In der sich dem Vortrag anschließenden Diskussion wurde teilweise etwas ungläubig reflektiert, dass ein aus wissenschaftlicher Sicht irrationales Konzept wie die Energiewende verfolgt und von den etablierten Parteien sogar als alternativlos angesehen wird. Dass die Energiewende dennoch verfolgt wird – so eine Einschätzung aus dem Publikum –, könnte daran liegen, dass kaum mehr Vertrauen in die Beherrschbarkeit risikoreicher Technologien vorhanden ist. Der deutsche Atomausstieg nach dem Reaktorunglück von Fukushima war ein Ausdruck dieses Misstrauens in die Fähigkeiten der Menschheit. Folglich wird man jedoch auf die Anwendung risikoarmer Energieträger wie Sonnenlicht und Wind zurückgeworfen.

„Ein Ausweg aus der Sackgasse Energiewende könnte in disruptiven technologischen Veränderungen liegen.“

Die Hoffnung, dass die politischen Eliten den von ihnen eingeschlagenen Irrweg eingestehen könnten, wurde in der Diskussion von niemandem gehegt. Eher würden die Menschen erkennen, dass die Energiewende deutlich mehr Geld kostet als die von den Grünen einst propagierte Eiskugel. Zudem gehen derzeit ganze von der Energiewende betroffene Industriezweige kaputt. Dies hat in einigen Regionen Nordrhein-Westfalens und auch Baden-Württembergs – so ein Teilnehmer – bei Maschinen- und Anlagenbauern zu spürbaren Job-Verlusten geführt. Dies habe auch dazu beigetragen, dass die letzte Landesregierung NRWs abgewählt und das Wählervertrauen in das Elitenprojekt Energiewende geschmälert wurde. Kontrovers wurde diskutiert, ob ein aus der Destabilisierung des Stromnetzes durch die regenerativen Energien herrührender Blackout zu einem Umdenken führen könnte.
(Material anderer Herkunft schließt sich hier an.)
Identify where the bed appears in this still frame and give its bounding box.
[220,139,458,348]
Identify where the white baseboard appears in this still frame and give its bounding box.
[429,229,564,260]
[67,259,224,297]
Ein langfristiger Ausweg aus der Sackgasse Energiewende, so Horeis, könnte in disruptiven technologischen Veränderungen liegen. Als eine solche Technologie bezeichnete er den „Dual Fluid Reactor“ (DFR). Entworfen hat ihn eine Gruppe internationaler Kernphysiker, die sich im Institut für Festkörper-Kernphysik Berlin zusammengeschlossen haben. Der DFR ist eine grundlegend verbesserte Version des „Molten Salt Reactors“ (MSR, Flüssigsalzreaktor), der schon vor einigen Jahrzehnten in den USA erfolgreich getestet wurde. Damit wird es möglich, Kernenergie auch ohne vorhergehende Urananreicherung zu erzeugen. Der DFR kann dadurch einen „Erntefaktor“ von etwa 2000 erreichen, d.h. im Verhältnis zu der kompletten in das Verfahren investierten Energie erzeugt man eine um den Faktor 2000 erhöhte Energiemenge. Die „grünen Energien“, einschließlich des Energieaufwands für die erforderlichen Speicher, erreichen lediglich Erntefaktoren zwischen 1,6 (Photovoltaik) und 3,9 (Wind). Selbst die heutige Kernenergie erreicht nur einen Erntefaktor von 75.

Die Technologien für den DFR, so Horeis, existieren schon seit Jahrzehnten, müssten jedoch zur Marktreife entwickelt werden. Im gegenwärtigen politischen Umfeld erscheint das jedoch schwierig. Die Kernenergie ist in Deutschland politisch tot. Obendrein hat sich das SPD-Wirtschaftsministerium der letzten Bundesregierung klar gegen disruptiven Wandel positioniert. Wahrscheinlich, so Horeis, wird diese Umwälzung nicht in der westlichen Welt erfolgen, sondern in China. Das Land baut die fossile Energieversorgung massiv aus, bringt aber auch die Kernenergie stark voran. Eine Renaissance der Kernenergie, zumal mit dem revolutionären „Dual Fluid Reaktor“, könnte auch die für Erderwärmung verantwortlich gemachten CO2-Emissionen reduzieren. Über die Frage, wie vernünftig die auf CO2-Reduktion setzende Energiepolitik tatsächlich ist und ob CO2 überhaupt für die Erderwärmung verantwortlich gemacht werden kann, gingen die Meinungen aus dem Publikum auseinander.